Knicks Notes: Jackson, Rose, Noah, Anthony

The season isn’t a week old, but Knicks president Phil Jackson already felt it was necessary to meet with players to discuss their comments to the media, writes Frank Isola of The New York Daily News. There were complaints about the offense and defense following a lopsided opening-night loss in Cleveland, but Jackson’s meeting and Saturday’s win over the Grizzlies may have quieted things down for now. New point guard Derrick Rose was advocating more pick-and-rolls over Jackson’s traditional triangle approach. Rose, as Isola points out, missed most of the preseason because of a civil trial over sexual assault allegations in Los Angeles.

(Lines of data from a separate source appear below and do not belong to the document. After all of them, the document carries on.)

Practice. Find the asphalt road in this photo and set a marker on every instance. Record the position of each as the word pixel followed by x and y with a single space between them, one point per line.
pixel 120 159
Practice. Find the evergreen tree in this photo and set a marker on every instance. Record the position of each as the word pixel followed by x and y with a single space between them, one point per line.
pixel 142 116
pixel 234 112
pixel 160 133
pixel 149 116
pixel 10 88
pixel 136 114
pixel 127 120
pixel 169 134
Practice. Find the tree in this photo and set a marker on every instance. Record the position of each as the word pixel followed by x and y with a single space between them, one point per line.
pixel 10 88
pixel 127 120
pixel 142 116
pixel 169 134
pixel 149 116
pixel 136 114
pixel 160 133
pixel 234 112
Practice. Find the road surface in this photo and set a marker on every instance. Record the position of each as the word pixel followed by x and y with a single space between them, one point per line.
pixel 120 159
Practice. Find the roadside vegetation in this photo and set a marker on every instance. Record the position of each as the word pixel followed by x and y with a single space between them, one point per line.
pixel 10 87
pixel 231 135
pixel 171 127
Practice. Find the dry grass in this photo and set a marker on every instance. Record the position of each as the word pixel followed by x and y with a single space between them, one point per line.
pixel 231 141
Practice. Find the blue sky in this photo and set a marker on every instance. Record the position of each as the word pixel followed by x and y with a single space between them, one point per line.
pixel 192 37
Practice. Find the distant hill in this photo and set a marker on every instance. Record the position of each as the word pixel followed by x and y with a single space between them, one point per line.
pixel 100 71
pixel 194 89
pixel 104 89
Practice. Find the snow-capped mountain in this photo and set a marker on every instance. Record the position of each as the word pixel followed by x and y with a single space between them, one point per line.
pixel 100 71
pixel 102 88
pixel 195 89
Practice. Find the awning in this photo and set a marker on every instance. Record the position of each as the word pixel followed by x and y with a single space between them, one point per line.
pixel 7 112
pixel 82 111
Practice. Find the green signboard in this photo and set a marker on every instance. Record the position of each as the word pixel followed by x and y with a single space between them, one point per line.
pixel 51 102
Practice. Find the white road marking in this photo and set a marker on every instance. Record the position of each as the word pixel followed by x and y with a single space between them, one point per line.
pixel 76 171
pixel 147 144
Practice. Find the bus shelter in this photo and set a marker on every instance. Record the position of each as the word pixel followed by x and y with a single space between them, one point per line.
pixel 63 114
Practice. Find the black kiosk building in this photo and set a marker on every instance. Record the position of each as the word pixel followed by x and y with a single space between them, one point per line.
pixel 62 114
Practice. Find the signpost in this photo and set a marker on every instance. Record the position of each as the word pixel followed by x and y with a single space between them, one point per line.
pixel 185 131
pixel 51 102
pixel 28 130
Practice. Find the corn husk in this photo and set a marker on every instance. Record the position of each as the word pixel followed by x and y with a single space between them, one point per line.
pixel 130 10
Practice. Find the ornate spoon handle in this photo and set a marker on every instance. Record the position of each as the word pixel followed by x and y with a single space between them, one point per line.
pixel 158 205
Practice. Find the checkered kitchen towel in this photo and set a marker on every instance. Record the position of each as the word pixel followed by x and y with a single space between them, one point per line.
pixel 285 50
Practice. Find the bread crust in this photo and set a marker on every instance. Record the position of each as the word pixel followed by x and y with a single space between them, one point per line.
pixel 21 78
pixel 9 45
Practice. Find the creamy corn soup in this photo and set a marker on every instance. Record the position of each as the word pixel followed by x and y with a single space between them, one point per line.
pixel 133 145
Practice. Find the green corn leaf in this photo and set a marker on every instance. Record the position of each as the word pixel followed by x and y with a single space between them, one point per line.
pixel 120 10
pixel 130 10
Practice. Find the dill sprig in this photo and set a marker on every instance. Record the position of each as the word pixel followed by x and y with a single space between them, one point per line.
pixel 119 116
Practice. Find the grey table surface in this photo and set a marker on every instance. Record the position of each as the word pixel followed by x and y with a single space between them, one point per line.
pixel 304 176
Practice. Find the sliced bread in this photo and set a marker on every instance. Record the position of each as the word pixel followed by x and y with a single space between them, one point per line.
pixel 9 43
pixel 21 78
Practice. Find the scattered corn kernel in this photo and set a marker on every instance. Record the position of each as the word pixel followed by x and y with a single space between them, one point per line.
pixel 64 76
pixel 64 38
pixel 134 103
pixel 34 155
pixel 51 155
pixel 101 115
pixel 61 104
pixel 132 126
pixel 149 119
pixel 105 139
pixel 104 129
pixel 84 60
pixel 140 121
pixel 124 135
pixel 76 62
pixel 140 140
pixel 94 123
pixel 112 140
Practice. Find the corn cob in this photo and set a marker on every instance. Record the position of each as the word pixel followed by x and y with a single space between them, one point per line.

There’s more this morning out of New York:

  • The trade for Rose and the offseason signing of Brandon Jennings has made the Knicks a far more interesting team, contends Newsday’s Neil Best. New York now has scoring threats at the point guard position that it lacked last season. “Man, I’m happy I got it out of the way,” Rose said of his first home game at Madison Square Garden. “The crowd was great, energetic, they were in it from the jump.”
  • Joakim Noah showed Saturday that he hasn’t lost the emotional intensity that defined his game in Chicago, writes Al Iannazzone of Newsday. The Knicks’ new starting center, who joined the team on a four-year, $72MM contract this summer, pounded his chest a few times, yelled at Zach Randolph and was serenaded by the crowd in his home debut. “It’s really special to play at home, just trying to stay in the moment because it’s real easy to get caught up in everything that’s going on around you,” Noah said. “This building means so much to me. There were a couple of times, it was very emotional for me. I was very nervous. But it was the best, it was the best feeling.”
  • Carmelo Anthony said again Saturday that he enjoys having high-profile teammates like Rose, Noah and Kristaps Porzingis to share the scoring load, relays Ian Begley of ESPN. Anthony had 20 points against Memphis but suffered through a poor shooting night, making just 5 of 15 from the field. “You don’t see me complaining about it,” Anthony said. “You didn’t see me out there making a face. [It’s] something that I embrace. I look forward to just being out there with guys who can control the game and make plays, and when it’s my time, it’s my time.”